Etaient-ce les mêmes qu’aujourd’hui ? Difficile de répondre, aussi bien sur la variété que sur la qualité…

Ils sont riches en vitamines, en fibres, en eau, en minéraux, mais ce n’est pas une raison pour en manger des kilos. Il n’y a pas de gras (sauf l’avocat, l’un des très rares fruit à être gras !), ni de protéines.

Les fruits sont aussi riches en un polymère du fructose. Le fructose remplace le glucose avec un apport énergétique moindre et d’autres inconvénients.

Certes le fructose dans les fruits est dans le meilleur environnement physiologique qui soit : en clair c’est dans les fruits que le fructose nous provoque le moins d’effets secondaires délétères pour notre santé.

Des recherches récentes ont permis de faire l’hypothèse suivante : lorsqu’on absorbe une petite quantité de fructose, celui-ci se transforme en glucose assimilé très vite. Pas de problème car le glucose est notre sucre physiologique de référence : on sait s’en débrouiller (facilement jusqu’à 60 grammes par jour environ, plus difficilement au-delà quand même !).

En revanche, une consommation élevée de fructose entre en compétition avec le glucose et limite son entrée dans les cellules. Et les rats soumis à un régime concentré en fructose (et glucose) déclenchent à court terme un diabète. Le fructose est très glyquant : il dénature les récepteurs de nos cellules et même nos hormones !

Nous ne sommes pas des rats, mais pensons tout de même que la quantité de fructose qu’ont ingérée quotidiennement ces aimables rongeurs n’est l’équivalent pour nous que de l’ingestion quotidienne d’un litre (ce qui en fin de compte n’est pas exceptionnel…) d’une boisson gazeuse « brune » bien connue qui se vend à plus de 2 milliards de canettes par jour… Et qui est fabriquée de plus en plus à partir de sirop de glucose-fructose plutôt que de sucre de canne pour des raisons économiques…

Par conséquent, la consommation de fruits est un plaisir pour notre santé, mais restons raisonnable sur la quantité.

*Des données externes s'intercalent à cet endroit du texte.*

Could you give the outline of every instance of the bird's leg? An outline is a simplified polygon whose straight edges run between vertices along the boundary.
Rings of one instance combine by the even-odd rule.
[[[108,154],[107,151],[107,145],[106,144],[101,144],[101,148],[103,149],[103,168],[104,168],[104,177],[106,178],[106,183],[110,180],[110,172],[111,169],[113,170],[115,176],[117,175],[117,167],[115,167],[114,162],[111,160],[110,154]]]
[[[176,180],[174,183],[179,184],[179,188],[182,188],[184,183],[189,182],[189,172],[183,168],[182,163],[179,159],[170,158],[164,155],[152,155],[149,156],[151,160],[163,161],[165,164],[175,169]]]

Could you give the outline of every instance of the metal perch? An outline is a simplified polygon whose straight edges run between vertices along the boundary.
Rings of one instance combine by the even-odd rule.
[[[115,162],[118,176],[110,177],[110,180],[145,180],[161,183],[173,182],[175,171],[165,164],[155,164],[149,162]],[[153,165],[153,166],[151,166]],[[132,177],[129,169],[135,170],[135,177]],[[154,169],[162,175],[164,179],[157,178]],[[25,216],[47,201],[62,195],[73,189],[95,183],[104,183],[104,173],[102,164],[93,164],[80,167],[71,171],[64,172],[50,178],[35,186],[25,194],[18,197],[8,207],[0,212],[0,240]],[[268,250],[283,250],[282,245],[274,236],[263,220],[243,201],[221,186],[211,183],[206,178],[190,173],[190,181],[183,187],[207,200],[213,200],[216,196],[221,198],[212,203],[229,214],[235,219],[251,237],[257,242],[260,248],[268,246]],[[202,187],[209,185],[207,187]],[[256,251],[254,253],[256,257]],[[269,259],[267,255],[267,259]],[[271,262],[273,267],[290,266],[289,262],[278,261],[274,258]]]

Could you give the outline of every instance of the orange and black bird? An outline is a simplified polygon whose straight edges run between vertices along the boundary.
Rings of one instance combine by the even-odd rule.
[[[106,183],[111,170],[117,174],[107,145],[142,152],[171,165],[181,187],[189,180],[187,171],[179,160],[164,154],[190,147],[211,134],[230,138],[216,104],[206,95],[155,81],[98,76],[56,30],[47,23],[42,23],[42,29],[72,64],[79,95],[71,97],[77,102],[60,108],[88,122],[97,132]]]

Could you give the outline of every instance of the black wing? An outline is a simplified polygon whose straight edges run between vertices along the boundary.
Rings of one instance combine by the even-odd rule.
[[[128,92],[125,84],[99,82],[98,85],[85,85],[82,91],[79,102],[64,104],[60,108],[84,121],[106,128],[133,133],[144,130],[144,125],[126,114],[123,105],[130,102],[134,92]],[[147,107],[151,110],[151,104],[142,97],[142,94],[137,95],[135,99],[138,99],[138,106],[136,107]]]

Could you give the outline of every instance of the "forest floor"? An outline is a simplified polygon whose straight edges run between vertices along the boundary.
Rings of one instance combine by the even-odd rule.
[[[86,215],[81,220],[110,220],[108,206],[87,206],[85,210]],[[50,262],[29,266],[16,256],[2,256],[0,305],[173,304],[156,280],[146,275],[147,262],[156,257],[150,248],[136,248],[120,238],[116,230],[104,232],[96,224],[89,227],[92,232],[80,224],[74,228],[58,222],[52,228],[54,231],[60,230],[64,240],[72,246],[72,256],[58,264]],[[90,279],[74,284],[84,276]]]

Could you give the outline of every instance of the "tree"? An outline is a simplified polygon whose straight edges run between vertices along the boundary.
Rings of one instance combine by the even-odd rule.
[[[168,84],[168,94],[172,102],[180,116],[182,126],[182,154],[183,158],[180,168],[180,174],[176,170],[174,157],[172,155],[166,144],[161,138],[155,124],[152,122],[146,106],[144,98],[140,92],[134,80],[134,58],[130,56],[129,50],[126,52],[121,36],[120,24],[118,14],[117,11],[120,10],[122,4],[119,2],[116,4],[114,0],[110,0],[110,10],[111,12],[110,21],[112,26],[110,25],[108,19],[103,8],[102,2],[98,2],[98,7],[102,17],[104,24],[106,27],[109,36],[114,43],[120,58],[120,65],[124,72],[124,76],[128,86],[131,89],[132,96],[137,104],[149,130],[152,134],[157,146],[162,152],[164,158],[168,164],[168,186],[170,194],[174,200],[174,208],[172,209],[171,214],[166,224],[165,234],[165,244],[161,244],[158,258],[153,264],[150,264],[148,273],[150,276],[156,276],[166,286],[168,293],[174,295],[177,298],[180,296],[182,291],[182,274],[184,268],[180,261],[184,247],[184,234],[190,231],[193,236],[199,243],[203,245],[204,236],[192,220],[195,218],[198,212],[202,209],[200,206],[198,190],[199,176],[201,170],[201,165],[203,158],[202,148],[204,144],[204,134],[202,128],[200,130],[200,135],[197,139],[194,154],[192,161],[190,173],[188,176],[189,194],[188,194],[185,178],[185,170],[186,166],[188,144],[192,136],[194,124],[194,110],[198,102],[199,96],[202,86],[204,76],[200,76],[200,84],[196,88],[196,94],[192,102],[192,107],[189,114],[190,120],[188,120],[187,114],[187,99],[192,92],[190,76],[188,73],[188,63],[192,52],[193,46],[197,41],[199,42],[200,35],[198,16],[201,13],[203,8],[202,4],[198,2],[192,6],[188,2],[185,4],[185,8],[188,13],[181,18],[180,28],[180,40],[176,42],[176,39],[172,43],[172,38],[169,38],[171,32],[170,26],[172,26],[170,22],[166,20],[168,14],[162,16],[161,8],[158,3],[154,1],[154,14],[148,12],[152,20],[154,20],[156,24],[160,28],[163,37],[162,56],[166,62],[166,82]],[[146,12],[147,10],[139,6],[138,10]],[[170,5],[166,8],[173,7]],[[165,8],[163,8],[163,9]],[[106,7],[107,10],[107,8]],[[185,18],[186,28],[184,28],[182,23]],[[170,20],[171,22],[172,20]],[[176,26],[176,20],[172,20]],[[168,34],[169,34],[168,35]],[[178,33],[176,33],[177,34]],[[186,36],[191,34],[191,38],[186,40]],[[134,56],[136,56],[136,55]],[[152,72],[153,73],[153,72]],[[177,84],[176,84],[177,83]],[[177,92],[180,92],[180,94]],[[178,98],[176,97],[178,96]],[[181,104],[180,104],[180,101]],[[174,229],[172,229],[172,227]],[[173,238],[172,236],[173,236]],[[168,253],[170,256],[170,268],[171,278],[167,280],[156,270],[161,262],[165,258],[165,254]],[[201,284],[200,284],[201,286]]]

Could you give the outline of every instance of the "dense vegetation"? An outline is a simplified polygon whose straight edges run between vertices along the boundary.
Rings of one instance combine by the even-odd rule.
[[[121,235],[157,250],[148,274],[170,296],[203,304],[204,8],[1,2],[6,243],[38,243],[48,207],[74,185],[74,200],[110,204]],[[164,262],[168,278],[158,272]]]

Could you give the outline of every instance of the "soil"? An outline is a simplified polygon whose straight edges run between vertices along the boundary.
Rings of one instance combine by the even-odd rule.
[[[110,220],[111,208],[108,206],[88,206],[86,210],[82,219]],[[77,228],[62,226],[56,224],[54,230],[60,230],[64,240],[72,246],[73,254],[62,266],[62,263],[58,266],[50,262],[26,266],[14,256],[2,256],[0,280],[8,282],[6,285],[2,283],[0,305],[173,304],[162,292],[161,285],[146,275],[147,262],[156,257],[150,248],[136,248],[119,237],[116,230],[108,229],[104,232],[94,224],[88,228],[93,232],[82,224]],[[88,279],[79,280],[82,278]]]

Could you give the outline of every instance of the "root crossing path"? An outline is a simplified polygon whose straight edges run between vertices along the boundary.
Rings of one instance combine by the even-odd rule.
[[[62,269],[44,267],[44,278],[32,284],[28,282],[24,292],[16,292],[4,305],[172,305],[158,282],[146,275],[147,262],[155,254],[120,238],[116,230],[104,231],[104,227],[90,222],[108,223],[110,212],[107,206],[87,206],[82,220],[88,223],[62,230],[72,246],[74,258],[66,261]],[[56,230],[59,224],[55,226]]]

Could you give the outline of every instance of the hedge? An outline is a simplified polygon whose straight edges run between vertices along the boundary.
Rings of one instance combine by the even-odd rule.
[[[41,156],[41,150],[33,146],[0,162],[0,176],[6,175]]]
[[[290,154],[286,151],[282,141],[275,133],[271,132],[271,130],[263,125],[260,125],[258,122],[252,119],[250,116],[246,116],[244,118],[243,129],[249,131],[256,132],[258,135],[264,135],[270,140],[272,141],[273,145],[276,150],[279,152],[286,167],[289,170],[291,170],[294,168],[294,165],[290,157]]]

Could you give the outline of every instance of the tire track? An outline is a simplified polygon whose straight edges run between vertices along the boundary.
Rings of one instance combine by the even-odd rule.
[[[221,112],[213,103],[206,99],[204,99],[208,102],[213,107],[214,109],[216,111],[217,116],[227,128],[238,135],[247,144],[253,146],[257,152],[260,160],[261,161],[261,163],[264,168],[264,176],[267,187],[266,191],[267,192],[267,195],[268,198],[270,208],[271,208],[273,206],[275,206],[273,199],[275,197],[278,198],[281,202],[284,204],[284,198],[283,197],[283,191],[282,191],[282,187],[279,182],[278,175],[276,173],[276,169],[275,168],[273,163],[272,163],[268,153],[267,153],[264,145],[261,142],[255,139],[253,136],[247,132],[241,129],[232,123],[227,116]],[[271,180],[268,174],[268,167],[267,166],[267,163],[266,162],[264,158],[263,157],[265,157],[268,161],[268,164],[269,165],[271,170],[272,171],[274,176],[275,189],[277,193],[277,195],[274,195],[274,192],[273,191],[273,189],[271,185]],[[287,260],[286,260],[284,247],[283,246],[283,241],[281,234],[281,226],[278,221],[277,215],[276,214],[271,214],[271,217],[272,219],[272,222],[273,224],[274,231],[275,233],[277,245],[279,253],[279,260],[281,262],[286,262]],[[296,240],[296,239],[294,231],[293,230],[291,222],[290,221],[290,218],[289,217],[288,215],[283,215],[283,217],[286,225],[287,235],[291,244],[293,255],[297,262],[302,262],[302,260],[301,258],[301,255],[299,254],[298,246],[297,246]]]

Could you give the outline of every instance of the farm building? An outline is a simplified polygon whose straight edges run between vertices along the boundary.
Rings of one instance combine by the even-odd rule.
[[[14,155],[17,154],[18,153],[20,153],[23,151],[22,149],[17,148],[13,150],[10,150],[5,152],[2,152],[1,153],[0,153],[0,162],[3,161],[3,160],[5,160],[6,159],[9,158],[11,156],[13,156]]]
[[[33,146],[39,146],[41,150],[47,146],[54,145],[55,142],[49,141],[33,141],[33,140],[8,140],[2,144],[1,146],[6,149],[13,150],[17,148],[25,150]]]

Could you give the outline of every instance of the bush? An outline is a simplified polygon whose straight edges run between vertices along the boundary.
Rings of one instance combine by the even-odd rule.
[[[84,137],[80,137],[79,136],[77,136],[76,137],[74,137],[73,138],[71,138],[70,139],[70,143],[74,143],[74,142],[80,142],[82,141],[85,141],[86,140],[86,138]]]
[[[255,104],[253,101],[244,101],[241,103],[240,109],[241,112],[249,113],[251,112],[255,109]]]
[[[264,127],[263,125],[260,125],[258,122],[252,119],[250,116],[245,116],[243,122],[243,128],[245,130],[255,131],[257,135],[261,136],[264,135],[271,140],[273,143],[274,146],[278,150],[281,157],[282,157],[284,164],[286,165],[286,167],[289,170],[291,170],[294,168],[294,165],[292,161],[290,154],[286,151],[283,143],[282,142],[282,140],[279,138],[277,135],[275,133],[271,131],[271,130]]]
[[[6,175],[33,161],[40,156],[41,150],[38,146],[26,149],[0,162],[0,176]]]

Et prenons-les en accompagnement d’un repas ou dans l’après-midi.
Pris à des heures où l’insuline est hyperactive, le matin en particulier, s’ils sont pris seuls, en dehors de tout autre aliment, comme par exemple seuls constituants du petit-déjeuner, les fruits risquent à la longue de déclencher une fatigue du pancréas avec hyperglycémie, puis stockage, puis fringale et ainsi de suite. Et avec une prise de poids associée…

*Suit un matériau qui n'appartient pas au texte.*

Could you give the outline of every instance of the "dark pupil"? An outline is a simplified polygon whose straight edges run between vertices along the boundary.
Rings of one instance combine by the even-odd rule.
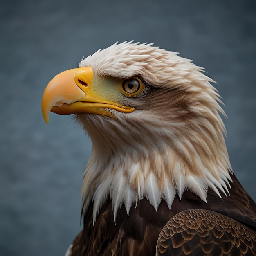
[[[130,89],[132,89],[133,88],[133,84],[132,83],[129,83],[128,84],[128,87],[129,87]]]

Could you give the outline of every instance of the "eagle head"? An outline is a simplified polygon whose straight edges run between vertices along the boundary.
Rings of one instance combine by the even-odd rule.
[[[74,114],[90,136],[92,155],[82,189],[93,218],[109,198],[122,204],[146,198],[171,209],[189,190],[206,201],[208,189],[228,193],[232,171],[213,81],[177,53],[124,42],[100,49],[79,67],[54,78],[42,111]]]

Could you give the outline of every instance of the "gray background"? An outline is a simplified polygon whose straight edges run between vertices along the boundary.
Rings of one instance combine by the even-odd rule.
[[[1,1],[0,255],[63,255],[78,233],[88,136],[44,122],[49,80],[117,41],[155,42],[204,67],[224,99],[235,173],[256,200],[255,1]]]

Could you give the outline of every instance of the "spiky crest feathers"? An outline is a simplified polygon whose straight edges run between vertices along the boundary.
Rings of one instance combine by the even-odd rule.
[[[92,200],[94,221],[108,196],[115,221],[122,204],[128,214],[144,197],[156,211],[162,200],[171,208],[185,190],[205,201],[209,188],[219,196],[229,193],[231,168],[219,112],[225,114],[202,68],[177,53],[132,42],[99,50],[80,64],[86,66],[98,77],[139,76],[164,89],[131,99],[137,110],[113,111],[115,120],[77,115],[92,143],[82,195],[85,211]]]

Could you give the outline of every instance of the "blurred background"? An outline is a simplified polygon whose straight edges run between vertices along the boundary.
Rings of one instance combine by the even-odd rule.
[[[0,4],[0,255],[63,255],[81,229],[89,138],[41,99],[50,80],[117,41],[154,42],[206,68],[223,98],[234,172],[256,200],[255,1]]]

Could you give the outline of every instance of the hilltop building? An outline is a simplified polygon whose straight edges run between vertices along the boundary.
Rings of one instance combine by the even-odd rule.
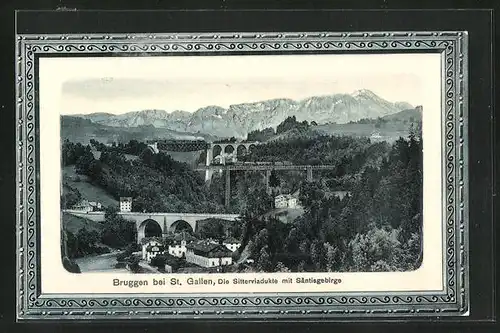
[[[241,242],[234,237],[228,237],[222,242],[222,245],[227,247],[229,251],[234,252],[240,248]]]

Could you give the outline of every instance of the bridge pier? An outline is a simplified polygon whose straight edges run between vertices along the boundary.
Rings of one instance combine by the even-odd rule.
[[[229,168],[226,169],[226,191],[224,196],[224,204],[229,207],[229,200],[231,198],[231,172]]]
[[[271,194],[271,187],[269,187],[269,179],[271,178],[271,170],[266,170],[266,176],[264,182],[266,184],[266,193]]]
[[[306,168],[306,170],[307,170],[306,180],[307,180],[308,182],[312,182],[312,180],[313,180],[313,179],[312,179],[312,168],[311,168],[311,166],[309,165],[309,166]]]
[[[205,165],[206,166],[210,166],[210,164],[212,163],[212,159],[213,159],[213,154],[214,154],[214,149],[213,147],[210,145],[208,148],[207,148],[207,158],[206,158],[206,162],[205,162]],[[210,169],[206,169],[205,170],[205,182],[209,182],[212,180],[212,175],[213,175],[214,171],[213,170],[210,170]]]

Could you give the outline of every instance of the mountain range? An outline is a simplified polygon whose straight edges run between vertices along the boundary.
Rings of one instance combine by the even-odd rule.
[[[317,124],[345,124],[413,109],[406,102],[391,103],[363,89],[353,94],[313,96],[300,101],[272,99],[222,108],[206,106],[195,112],[164,110],[133,111],[120,115],[92,113],[74,115],[94,124],[119,128],[154,127],[176,133],[245,138],[248,132],[276,128],[289,116]]]

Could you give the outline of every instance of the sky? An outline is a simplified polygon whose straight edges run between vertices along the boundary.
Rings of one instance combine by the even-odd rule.
[[[44,73],[58,72],[61,114],[121,114],[359,89],[415,106],[436,63],[436,54],[75,57],[44,59]]]

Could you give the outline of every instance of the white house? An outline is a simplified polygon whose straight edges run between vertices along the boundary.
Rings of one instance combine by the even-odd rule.
[[[132,198],[120,197],[120,212],[131,212],[131,211],[132,211]]]
[[[165,246],[160,242],[152,240],[142,245],[142,259],[148,263],[159,254],[165,254]]]
[[[241,242],[233,237],[228,237],[222,242],[222,244],[228,248],[229,251],[234,252],[238,250],[241,246]]]
[[[290,194],[280,194],[274,198],[276,208],[298,208],[299,200]]]
[[[168,245],[168,253],[175,257],[182,258],[186,255],[186,245],[195,240],[196,238],[187,232],[176,234],[174,239]]]
[[[186,245],[186,261],[201,267],[227,266],[233,263],[232,252],[222,244],[198,241]]]
[[[82,200],[79,203],[77,203],[76,205],[74,205],[71,209],[78,210],[81,212],[93,212],[93,211],[102,210],[102,205],[100,202]]]

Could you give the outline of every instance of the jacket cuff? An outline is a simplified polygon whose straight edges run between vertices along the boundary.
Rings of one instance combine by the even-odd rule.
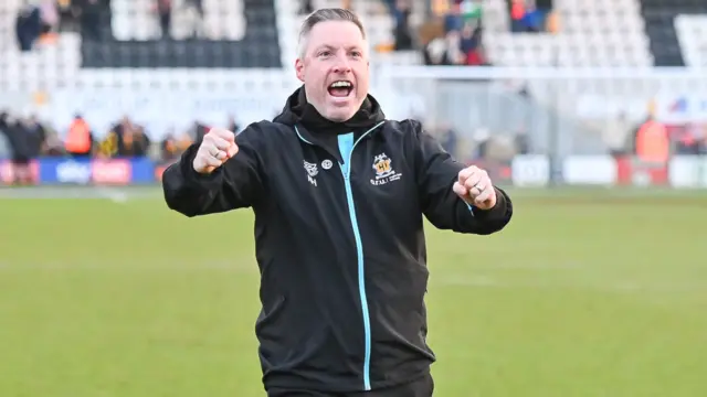
[[[223,182],[223,168],[219,167],[210,174],[201,174],[194,170],[193,161],[199,150],[198,144],[192,144],[184,151],[181,160],[181,174],[184,175],[187,185],[197,189],[209,189]]]
[[[483,221],[502,221],[508,217],[509,208],[506,193],[496,186],[494,189],[496,190],[496,205],[489,210],[472,207],[475,217]]]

Des populations actuelles se nourrissent de beaucoup de fruits, en particulier dans les régions tropicales où ils abondent. Les fruits donnent des silhouettes « voluptueuses » : un imposant « bonda » comme disent les Guadeloupéens !

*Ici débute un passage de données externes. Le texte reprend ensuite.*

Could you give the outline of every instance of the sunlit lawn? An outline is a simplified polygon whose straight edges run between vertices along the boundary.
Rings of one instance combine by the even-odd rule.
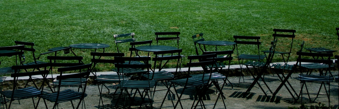
[[[181,33],[182,54],[188,56],[195,54],[191,37],[195,34],[203,33],[206,40],[230,41],[234,35],[260,36],[263,50],[273,40],[273,29],[281,29],[297,31],[290,60],[295,61],[303,40],[306,48],[339,50],[335,29],[339,27],[338,5],[338,0],[3,0],[0,1],[0,46],[14,45],[14,40],[34,42],[38,55],[53,47],[98,43],[111,46],[106,52],[116,52],[113,34],[135,33],[140,41],[154,40],[156,32],[177,31]],[[278,48],[287,50],[290,40],[279,40],[284,45]],[[128,43],[119,46],[129,53]],[[247,46],[240,49],[246,53],[257,51]],[[90,62],[90,50],[75,51]],[[46,56],[41,60],[46,61]],[[13,64],[6,59],[1,58],[2,66]],[[282,61],[280,56],[274,61]],[[184,59],[183,63],[187,62]],[[108,66],[102,70],[109,70]]]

Cependant, à l’heure du goûter, les récepteurs d’insuline mis au repos physiologique forcé ne vont pas entraîner les mêmes inconvénients : c’est donc essentiellement entre midi et la fin d’après-midi que l’on peut consommer des fruits en dehors des repas pour profiter de leurs vitamines.

Tous les fruits de saison sont bons !

La banane et les figues sèches, d’ailleurs presque tous les fruits secs, sont très caloriques : on peut les réserver avant ou pendant des périodes d’efforts sportifs intenses. Sinon, nous prendrons des kilos…

Attention : quand on fait un jus de fruit, son fructose (polyfructose) en chaîne se transforme en quelques heures en un fructose libre toxique pour l’organisme. Préférons les jus de fruits frais aux jus préparés de façon industrielle pour éviter que le fructose soit totalement libéré (= pour éviter l’hydrolyse de glucide à longue chaîne – polyfructose – en fructose libre).